3. “Cartas de amor que se queman” (Cuchi Leguizamón-Manuel Castilla)
“Los lugares son personas, sólo que viven más”, decía el escritor Héctor Tizón que decía el músico Gustavo Leguizamón. La cita hacía referencia a una de las características más obvias de uno de los creadores más importantes de la música argentina. La relación de sus obras con el paisaje es tan real como indiscutible. Pero reducir su importancia a ese aspecto es como pretender que las canciones de The Beatles son geniales por la manera en que reflejan la vida en Liverpool o en Londres en los 60. Y hay una canción, extraordinaria, desesperada, en que no se habla del paisaje para nada. Parafraseando a Borges, allí el hombre del interior habla de lo que realmente le interesa, la soledad, el amor, la muerte. Y es que Leguizamón, al fin y al cabo, era un músico curioso, moderno e informado; tanto el que componía canciones que estrenaban Los Fronterizos y hacía los arreglos (complejísimos, raros, siempre musicales) para el Dúo Salteño como el que escuchaba –y estudiaba– a Beethoven, Ravel o Satie.

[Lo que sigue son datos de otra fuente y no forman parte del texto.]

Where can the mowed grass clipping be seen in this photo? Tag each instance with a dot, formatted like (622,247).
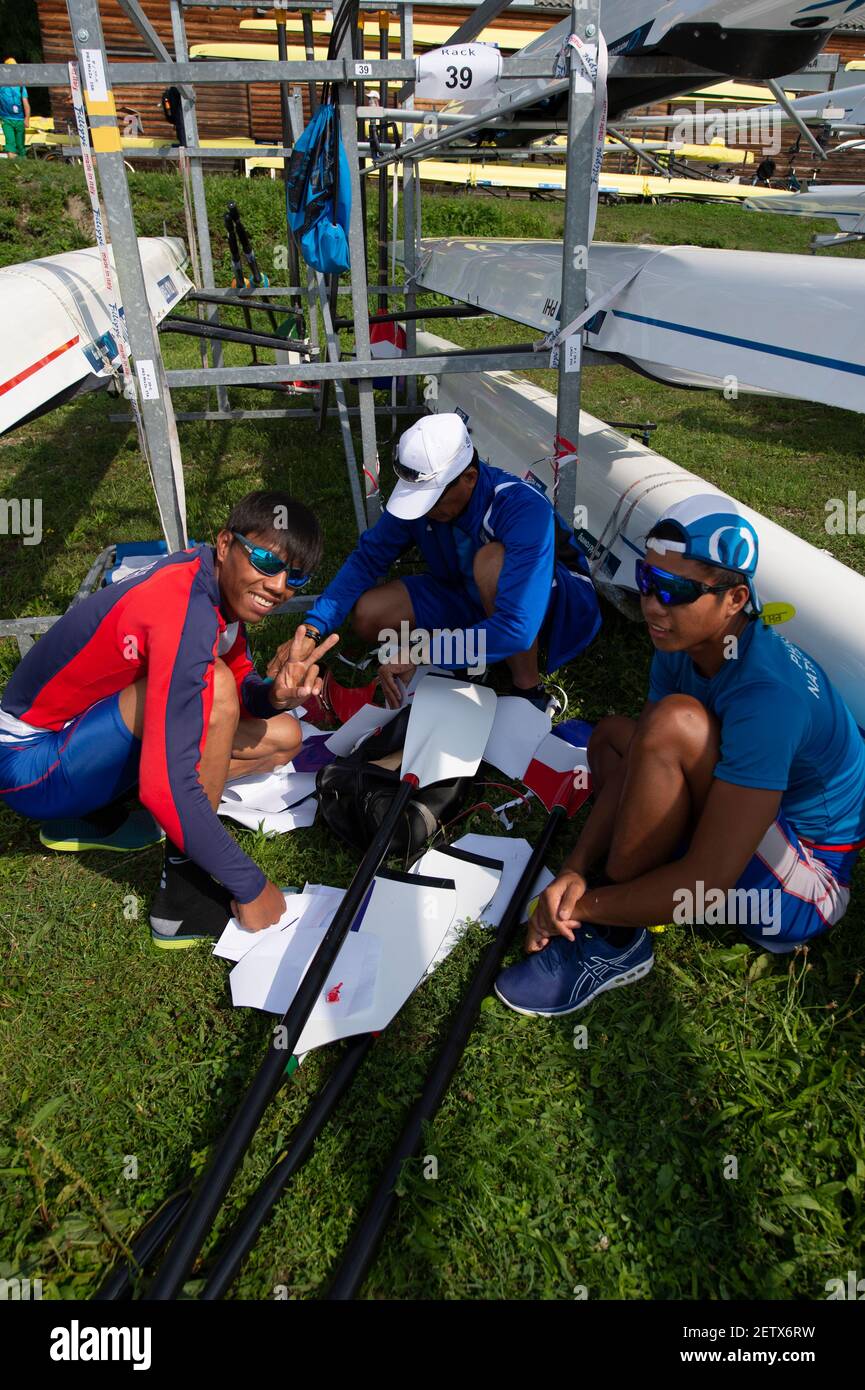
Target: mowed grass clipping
(702,1139)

“Ay, niña, no queda nada de todo lo que soñamos”, empieza diciendo la letra de Manuel Castilla. “Nuestro amor son estas llamas que están quemando mis manos”. La angularidad de la melodía, sus saltos del grave al agudo, su crispación y sus disonancias, son el sonido inevitable de las palabras: “Son como un ala de luto/ volando papel quemado/ las cartas donde lloraba/ este pecho enamorado”, Y el estribillo, que se repetirá al final, dice que quien quema cartas de amor no sabe que enluta su corazón. La primera grabación de esta pequeña obra maestra la registró el Dúo Salteño. Después, mucho después, llegó la ejemplar y descarnada lectura –potente en su íntimo recogimiento– de Liliana Herrero con el guitarrista Juan Falú. Roxana Amed con Adrián Iaies, Guillermo Klein y la Bruja Salguero, más alguna versión coral, documentan los viajes que una canción es capaz de emprender.